Morphological dynamics of mitochondria is associated with key cellular processes related to aging and neuronal degenerative diseases, but the lack of standard quantification of mitochondrial morphology impedes systematic investigation. This paper presents an automated system for the quantification and classification of mitochondrial morphology. We discovered six morphological subtypes of mitochondria for objective quantification of mitochondrial morphology. These six subtypes are small globules, swollen globules, straight tubules, twisted tubules, branched tubules and loops. The subtyping was derived by applying consensus clustering to a huge collection of more than 200 thousand mitochondrial images extracted from 1422 micrographs of Chinese hamster ovary (CHO) cells treated with different drugs, and was validated by evidence of functional similarity reported in the literature. Quantitative statistics of subtype compositions in cells is useful for correlating drug response and mitochondrial dynamics. Combining the quantitative results with our biochemical studies about the effects of squamocin on CHO cells reveals new roles of Caspases in the regulatory mechanisms of mitochondrial dynamics. This system is not only of value to the mitochondrial field, but also applicable to the investigation of other subcellular organelle morphology.

Author Summary

Mitochondria are “cellular power plants” that synthesize adenosine triphosphate (ATP) from degradation of nutrients, providing chemical energy for cellular activities. In addition, mitochondria are involved in a range of other cellular processes, such as signaling, cell differentiation, cell death, cell cycle and cell growth. Dysfunctional mitochondrial dynamics have been linked to several neurodegenerative diseases, and may play a role in the aging process. Previous studies on the correlation between mitochondrial morphological changes and pathological processes involve mostly manual or semi-automated classification and quantification of morphological features, which introduces biases and inconsistency, and are labor intensive. In this work we have developed an automated quantification system for mitochondrial morphology, which is able to extract and distinguish six representative morphological subtypes within cells. Using this system, we have analyzed 1422 cells and extracted more than 200 thousand individual mitochondrion, and calculated morphological statistics for each cell. From the numerical results we were able to derive new biological conclusions about mitochondrial morphological dynamics. With this new system, investigations of mitochondrial morphology can be scaled up and objectively quantified, allowing standardization of morphological distinctions and replicability between experiments. This system will facilitate future research on the relation between subcellular morphology and various physiological processes.

Introduction

Recent studies have shown that the fusion-fission dynamics of mitochondria are essential to many cellular processes, including ATP-level maintenance, redox signaling, oxidative stress generation, and cell death [1][4]. Meanwhile, it is also known that dysfunctional mitochondrial dynamics ushers the aging process and neuronal degenerative diseases [5][11]. Since mitochondrial morphology reveals physiological and pathological status, tracking mitochondrial morphological differences becomes important. Previous studies roughly classified mitochondrial morphology into various subtypes, such as, fragmented globules, tubular threads, networks, clumps or swollen granules, and usually the classification was performed by human inspection [2], [8], [9], [12], which inevitably introduces biases and inconsistency and lowers replicability of the results. Previous attempts of automatic quantification include measuring length, width, area and other primitive parameters of mitochondrial objects [13] and also skeleton length [14], but these measures are insufficient to fully distinguish the morphological diversity of mitochondria. They [13], [14] investigated only the average of these feature values within each cell, while in this paper, we present a computational approach that allows us to identify representative morphological subtypes and quantify the morphological diversity of mitochondria.

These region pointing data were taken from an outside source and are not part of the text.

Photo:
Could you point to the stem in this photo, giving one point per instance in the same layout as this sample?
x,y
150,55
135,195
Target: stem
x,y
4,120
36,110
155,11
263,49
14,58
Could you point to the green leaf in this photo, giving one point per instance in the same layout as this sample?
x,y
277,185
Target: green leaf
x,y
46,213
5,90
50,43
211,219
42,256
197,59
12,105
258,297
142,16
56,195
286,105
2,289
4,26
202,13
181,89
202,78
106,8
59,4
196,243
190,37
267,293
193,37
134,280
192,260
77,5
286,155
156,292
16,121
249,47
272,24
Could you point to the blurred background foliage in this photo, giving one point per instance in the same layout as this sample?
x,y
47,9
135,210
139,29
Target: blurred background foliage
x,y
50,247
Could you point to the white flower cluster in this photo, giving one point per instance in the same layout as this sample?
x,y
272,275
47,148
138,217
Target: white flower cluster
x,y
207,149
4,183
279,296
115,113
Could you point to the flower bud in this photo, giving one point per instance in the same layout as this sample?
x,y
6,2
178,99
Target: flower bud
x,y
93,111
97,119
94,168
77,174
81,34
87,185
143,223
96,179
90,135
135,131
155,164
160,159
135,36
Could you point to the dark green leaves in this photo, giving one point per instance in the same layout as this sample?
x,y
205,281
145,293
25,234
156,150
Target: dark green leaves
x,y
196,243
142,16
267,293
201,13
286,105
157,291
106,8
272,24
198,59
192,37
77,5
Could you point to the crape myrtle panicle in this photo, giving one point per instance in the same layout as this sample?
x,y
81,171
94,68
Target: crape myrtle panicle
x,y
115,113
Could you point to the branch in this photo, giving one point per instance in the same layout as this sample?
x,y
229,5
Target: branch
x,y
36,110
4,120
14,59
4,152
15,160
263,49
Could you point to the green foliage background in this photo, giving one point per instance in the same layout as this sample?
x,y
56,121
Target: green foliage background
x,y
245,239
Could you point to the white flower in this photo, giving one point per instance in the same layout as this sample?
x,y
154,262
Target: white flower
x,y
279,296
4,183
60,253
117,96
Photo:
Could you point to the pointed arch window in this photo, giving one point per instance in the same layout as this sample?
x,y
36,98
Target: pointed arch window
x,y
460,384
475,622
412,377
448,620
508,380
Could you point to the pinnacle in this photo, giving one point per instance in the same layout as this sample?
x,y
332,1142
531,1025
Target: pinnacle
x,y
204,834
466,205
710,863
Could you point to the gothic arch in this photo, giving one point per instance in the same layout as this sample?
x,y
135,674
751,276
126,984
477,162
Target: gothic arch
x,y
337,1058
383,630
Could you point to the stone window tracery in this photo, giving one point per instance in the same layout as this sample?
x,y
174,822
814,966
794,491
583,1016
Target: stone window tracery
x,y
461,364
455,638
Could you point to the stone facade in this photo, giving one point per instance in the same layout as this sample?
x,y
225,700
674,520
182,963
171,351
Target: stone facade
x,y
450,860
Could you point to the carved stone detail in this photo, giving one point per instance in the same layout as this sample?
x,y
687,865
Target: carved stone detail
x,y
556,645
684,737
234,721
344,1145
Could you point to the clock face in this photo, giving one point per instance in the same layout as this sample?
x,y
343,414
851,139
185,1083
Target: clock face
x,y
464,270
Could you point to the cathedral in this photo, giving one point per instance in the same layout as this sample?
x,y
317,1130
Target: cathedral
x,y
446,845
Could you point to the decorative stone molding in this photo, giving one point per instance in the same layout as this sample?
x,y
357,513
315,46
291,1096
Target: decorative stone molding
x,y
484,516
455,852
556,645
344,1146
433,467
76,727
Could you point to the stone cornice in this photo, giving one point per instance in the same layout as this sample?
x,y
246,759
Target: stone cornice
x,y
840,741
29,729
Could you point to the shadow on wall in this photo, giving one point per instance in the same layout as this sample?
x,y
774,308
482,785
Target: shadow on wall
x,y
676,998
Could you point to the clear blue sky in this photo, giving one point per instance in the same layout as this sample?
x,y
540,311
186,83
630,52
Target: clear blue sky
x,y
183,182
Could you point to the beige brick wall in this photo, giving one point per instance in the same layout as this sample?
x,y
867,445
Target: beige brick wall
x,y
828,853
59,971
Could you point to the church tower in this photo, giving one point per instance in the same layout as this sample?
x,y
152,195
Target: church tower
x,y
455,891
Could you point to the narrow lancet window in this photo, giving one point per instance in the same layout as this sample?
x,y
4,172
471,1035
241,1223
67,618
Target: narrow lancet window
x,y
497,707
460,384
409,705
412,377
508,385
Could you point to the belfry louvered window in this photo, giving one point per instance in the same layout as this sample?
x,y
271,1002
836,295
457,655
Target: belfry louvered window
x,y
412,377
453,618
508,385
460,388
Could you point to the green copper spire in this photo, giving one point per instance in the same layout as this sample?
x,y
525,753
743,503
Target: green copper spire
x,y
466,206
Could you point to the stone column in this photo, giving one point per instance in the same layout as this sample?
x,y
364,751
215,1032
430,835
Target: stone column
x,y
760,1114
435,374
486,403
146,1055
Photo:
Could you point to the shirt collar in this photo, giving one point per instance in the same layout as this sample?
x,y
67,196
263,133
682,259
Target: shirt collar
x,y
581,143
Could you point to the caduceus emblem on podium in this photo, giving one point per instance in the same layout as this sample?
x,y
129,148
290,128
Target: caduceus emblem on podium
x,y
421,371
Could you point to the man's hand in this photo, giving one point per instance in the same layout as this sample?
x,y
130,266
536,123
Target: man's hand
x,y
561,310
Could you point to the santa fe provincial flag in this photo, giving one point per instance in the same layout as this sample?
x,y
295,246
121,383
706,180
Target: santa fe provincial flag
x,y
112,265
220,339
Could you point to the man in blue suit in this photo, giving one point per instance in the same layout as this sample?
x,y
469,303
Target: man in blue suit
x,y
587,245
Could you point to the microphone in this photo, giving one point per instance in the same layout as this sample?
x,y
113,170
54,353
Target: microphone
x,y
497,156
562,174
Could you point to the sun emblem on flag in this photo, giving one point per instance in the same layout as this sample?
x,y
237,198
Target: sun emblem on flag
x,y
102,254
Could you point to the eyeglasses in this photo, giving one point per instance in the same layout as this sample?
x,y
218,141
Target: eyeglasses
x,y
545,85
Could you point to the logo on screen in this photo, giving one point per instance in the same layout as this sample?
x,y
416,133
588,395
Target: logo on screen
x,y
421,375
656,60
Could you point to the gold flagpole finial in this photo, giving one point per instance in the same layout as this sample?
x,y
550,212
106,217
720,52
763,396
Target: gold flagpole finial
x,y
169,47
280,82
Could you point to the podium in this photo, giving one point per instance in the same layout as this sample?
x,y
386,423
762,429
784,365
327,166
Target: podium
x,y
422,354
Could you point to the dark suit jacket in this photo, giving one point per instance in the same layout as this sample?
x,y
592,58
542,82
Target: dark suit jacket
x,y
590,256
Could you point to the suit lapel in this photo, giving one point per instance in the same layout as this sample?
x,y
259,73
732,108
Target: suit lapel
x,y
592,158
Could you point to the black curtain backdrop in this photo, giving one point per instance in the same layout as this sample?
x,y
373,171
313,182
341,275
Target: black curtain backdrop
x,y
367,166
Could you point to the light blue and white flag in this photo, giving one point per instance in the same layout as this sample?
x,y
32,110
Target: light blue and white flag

Our approach consists of successive steps of image segmentation, consensus clustering and classifier learning designed to identify subtypes as well as construct a subtype classifier. A large set of fluorescent microscopic images of Chinese Hamster Ovary (CHO) cells were used as the sample to derive the subtypes. A subset of these CHO cells was treated with squamocin, a compound known to induce apoptosis [15][18]. Squamocin treatment results in mitochondrial fragmentation, which can then be suppressed by inhibitors of Caspases 8 and 9 (z-IETD and z-LEHD, respectively), but cells are still killed by squamocin even with the presence of these inhibitors [19]. One possible reason is that Caspase inhibitors may not have fully restored mitochondrial structures. With the developed computational approach, we were able to quantify the difference of morphological changes of mitochondria in cells under different treatments.

We used a previously developed image segmentation method [20] to accurately extract each individual mitochondrial object from cell micrographs. This method applies adaptive local normalization [20] and Otsu's image thresholding method [21] to deal with noisy background and variant object intensity that are constantly present in fluorescent micrographs, a challenging issue for existing image binarization methods. We then applied this method to extract a large number of mitochondrial objects. Each object was then represented by a set of image features, including morphological, skeletal, and binary Haralick texture features. According to result of consensus clustering of the image features, we merged clusters that are functionally similar to define six morphological subtypes of mitochondria. This new subtyping covers mitochondrial morphology reported in the literature and provides an unambiguous observable indicator of the status of a mitochondrion in a cell.

We then applied supervised learning algorithms to train an automatic classification system to classify mitochondrial objects in images into one of the six subtypes. The resulting system combined with object extraction was named “MicroP,” which allows us to accurately measure mitochondrial subtype compositions in individual cells to profile the outcome of different drug treatments.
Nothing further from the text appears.